Où que l’on aille dans Madagascar, on peut voir sur le bord des axes routiers, des tas de briques allant du rouge au gris foncé, tantôt à moitié ecroulés, tantôt encore fumants.
Case en végétal.
C’est au XVIème siècle que les premiers portugais débarquent à Madagascar. A cette époque, toutes les constructions étaient réalisées en végétaux. Au XIXème siècle, le bois était réservé à l’aristocratie tellement celui-ci était rare et cher. Les cases en végétal étaient toujours le standard du peuple.

Vieille maison traditionnelle des Hautes Terres. Entièrement en briques et toiture en tuile arrondies en terre cuite.
Apparition de la brique.
On commença à construire les premières maisons en terres suivant les techniques du pisé ou du torchis. C’est seulement en 1826 que James Cameron, missionnaire protestant, aurait implanté la brique dite crue. Très peu de temps après, c’est l’aventurier Jean Laborde qui installa le premier four à brique qui donna le départ de la généralisation de la brique cuite.

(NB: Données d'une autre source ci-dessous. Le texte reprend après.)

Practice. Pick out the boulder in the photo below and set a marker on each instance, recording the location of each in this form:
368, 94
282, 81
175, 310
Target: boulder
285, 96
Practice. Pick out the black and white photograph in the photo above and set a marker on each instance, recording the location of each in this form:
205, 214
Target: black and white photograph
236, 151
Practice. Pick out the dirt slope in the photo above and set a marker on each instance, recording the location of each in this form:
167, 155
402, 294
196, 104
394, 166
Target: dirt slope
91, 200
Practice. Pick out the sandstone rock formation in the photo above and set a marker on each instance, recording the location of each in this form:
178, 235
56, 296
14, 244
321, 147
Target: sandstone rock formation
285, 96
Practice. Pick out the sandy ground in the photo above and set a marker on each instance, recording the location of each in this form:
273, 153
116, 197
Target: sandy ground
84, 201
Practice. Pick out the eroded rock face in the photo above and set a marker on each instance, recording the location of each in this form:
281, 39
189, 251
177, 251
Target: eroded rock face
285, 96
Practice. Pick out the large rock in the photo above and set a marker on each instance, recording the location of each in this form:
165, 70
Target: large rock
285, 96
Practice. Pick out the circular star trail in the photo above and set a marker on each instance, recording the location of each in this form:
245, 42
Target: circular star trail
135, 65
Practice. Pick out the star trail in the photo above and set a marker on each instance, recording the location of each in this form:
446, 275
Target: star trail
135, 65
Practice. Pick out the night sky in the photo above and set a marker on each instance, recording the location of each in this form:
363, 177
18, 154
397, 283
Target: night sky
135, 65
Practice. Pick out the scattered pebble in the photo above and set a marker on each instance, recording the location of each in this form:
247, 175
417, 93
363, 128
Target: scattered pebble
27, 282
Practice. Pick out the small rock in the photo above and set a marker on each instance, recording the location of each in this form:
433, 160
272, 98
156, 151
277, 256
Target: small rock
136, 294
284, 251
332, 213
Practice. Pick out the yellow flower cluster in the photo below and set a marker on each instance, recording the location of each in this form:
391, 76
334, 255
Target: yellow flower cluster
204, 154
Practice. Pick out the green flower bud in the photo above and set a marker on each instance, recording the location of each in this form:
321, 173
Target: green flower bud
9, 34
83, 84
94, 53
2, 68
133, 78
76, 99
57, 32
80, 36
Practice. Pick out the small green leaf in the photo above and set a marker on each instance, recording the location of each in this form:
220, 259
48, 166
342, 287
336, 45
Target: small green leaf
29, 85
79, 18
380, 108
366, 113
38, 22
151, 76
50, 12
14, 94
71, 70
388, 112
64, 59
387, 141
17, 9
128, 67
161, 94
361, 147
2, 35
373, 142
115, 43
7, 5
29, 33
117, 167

Mais la maison en brique reste encore l’apanage des gens relativement aisés car la pauvreté, la croissance démographique et le manque de revenus viennent souvent interdire l’accès des pauvres à ce type de logement.
Inconvénients.
La brique a des inconvénients : cette fabrication artisanale engendre une grande consommation de bois et d’énormes pertes d’énergies, ceci induit un rendement de production assez faible auquel il convient d’ajouter la piètre qualité de la brique qui entraîne des coûts unitaires de construction élevés, un approvisionnement irrégulier, la dégradation de l’environnement et le manque de formation des briquetiers-artisans. Elle ne bénéficie pas de bonnes qualités acoustiques.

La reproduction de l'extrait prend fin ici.